Never lose more than 1% of your total trading capital on any one trade. The one percent rule is something that new traders struggle to understand, but it is one of the most important dynamics of active trading.
The 1% rule does not mean only trading with 1% of your trading capital, and it doesn’t mean only risking 1% of the stock you are trading. For example, you would have thought, if you have a ₹40,000 trading account, you can only buy ₹400 worth of stock, which would be 1 percent of ₹40,000 – it does not translate like that. Let us take a look in a detailed stock trading event. If you’re trading a ₹100,000 account, then no losing trade should ever be over ₹1,000. This means that if you trade 500 shares of ABC company, with a ₹100,000 account, you can only risk ₹2 on this trade, because if ABC company drops ₹2 and you own 500 shares, you will lose ₹1,000. This is a simplified example, but it illustrates the principle.
Thus the 1% rule means you never lose more than 1% of your total trading account on any one losing trade, through the use of proper position sizing based on the right technical stop loss level for trading a particular stock or index. After you are done with demat account opening, stick to 1% rule to control losses and make profit in the long run. Novice investors must know 1% rule to extract benefit from it.

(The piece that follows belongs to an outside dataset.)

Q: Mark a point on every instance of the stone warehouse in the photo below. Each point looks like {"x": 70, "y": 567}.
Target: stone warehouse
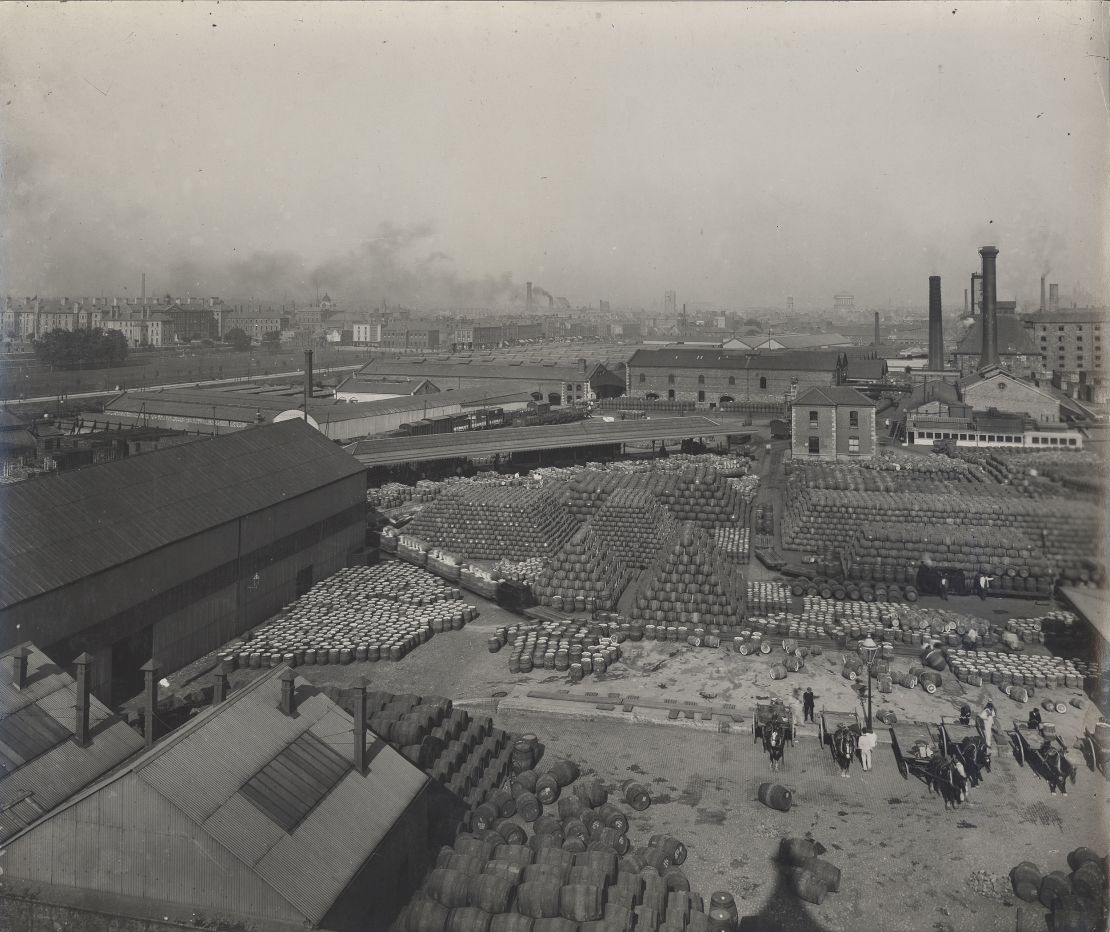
{"x": 718, "y": 376}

Secret Rule Secures Your Investment in Stock Market
If you make the 1% rule one of your trading habits, each trade will mathematically be 1 of the next 100 trades. It is hard to have a large drawdown in capital if a five trade losing streak results in 5% drawdown in trading capital. For bigger accounts, 1% may be too much risk per trade. If you think the rule is too strict, then your account size may well be the issue, rather than the principle. Many of the best traders believe in and practice this rule, and it makes their trading careers long and profitable. With this rule, you don’t have to fear big drawdowns or account blowups. It will remove the emotional rollercoaster from your trading, and turn it into a business. Rich traders use the 1% rule to become rich, because they never blew up their account, and even in unpleasant market conditions, they survived to trade another day. They smartly compound their earning by investing in different stocks, they rely on compound interest calculator online to know the status of their investment with possible earnings forecasts.
Secret Rule to Set the Trading Range
Know the trading range of your stock or index over the last ten days and position size accordingly. You should be able to handle a 50% increase in a trading range without having a devastating loss.
Get in the habit of position sizing for the worst case scenario, and not the best case scenario, or the status quo. Always manage risk and be ready to adjust quickly when faced with volatile markets.
Secret Rule of Probability to Cut Losses
Find the price level for your stop loss that has a high probability of never being hit, so you have the time to exit your trade profitably. Once you know where that level is, you can enter your trade when that level is near, and position size correctly so the worst case scenario is a small loss.
Many traders choose to look for the highest probability setups to take entries, but if your stop loss is a low probability exit, you have a potentially great trade because your stop loss won’t be hit, and you can let a winner run. Get in the habit of finding low probability stop losses as much as high probability setups. You can know more such secret rules when you join stock market courses online free.